An international study has found that zinc supplementation during diarrhoea reduces illness and death from the disease in Bangladeshi children.

Researchers, led by Abdullah Baqui, associate professor at the John Hopkins Bloomberg School of Public Health, examined the impact of combining zinc therapy with an oral rehydration solution (ORS) in a study of more than 8,000 children who had diarrhoea.

They found the combination significantly cut rates of death, illness and hospitalisation among the children.

Despite medical advances, diarrhoeal diseases and the resulting dehydration are still responsible for about two million child deaths every year across the world.

Most cases occur in developing, resource-poor countries where children suffer from malnutrition and access to clean water, safe sanitation and health facilities are limited.

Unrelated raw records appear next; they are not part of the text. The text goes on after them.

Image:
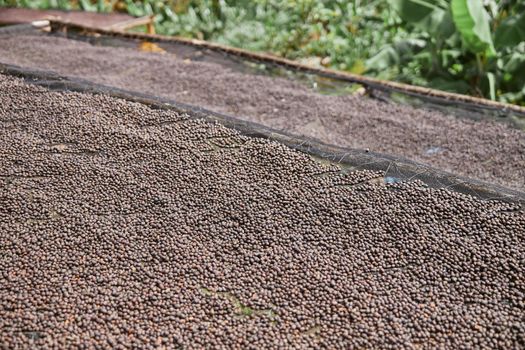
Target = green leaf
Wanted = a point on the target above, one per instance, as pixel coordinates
(425, 15)
(492, 85)
(473, 23)
(511, 31)
(385, 58)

The children in the zinc areas received 20 mg zinc daily for seven days during each episode of diarrhoea in addition to ORS.

Antibiotics cut

Not only did zinc therapy help the children, its use led to a signficant cut in the use of antibiotics.

Lead researcher Dr Abdullah Baqui, a Bangladeshi scientist, said: "The lower rates of child morbidity and mortality with zinc therapy represent substantial benefits from a simple and inexpensive intervention that can be incorporated within existing diarrhoeal disease control efforts and which should significantly improve child health and survival."

A recent meeting of the World Health Organisation (WHO) reviewed the findings and concluded that zinc supplements are efficacious in reducing the severity and duration of diarrhoea.

However, it said further research was required to ascertain whether the use of zinc was practical in the developing world.

The research is published in the British Medical Journal.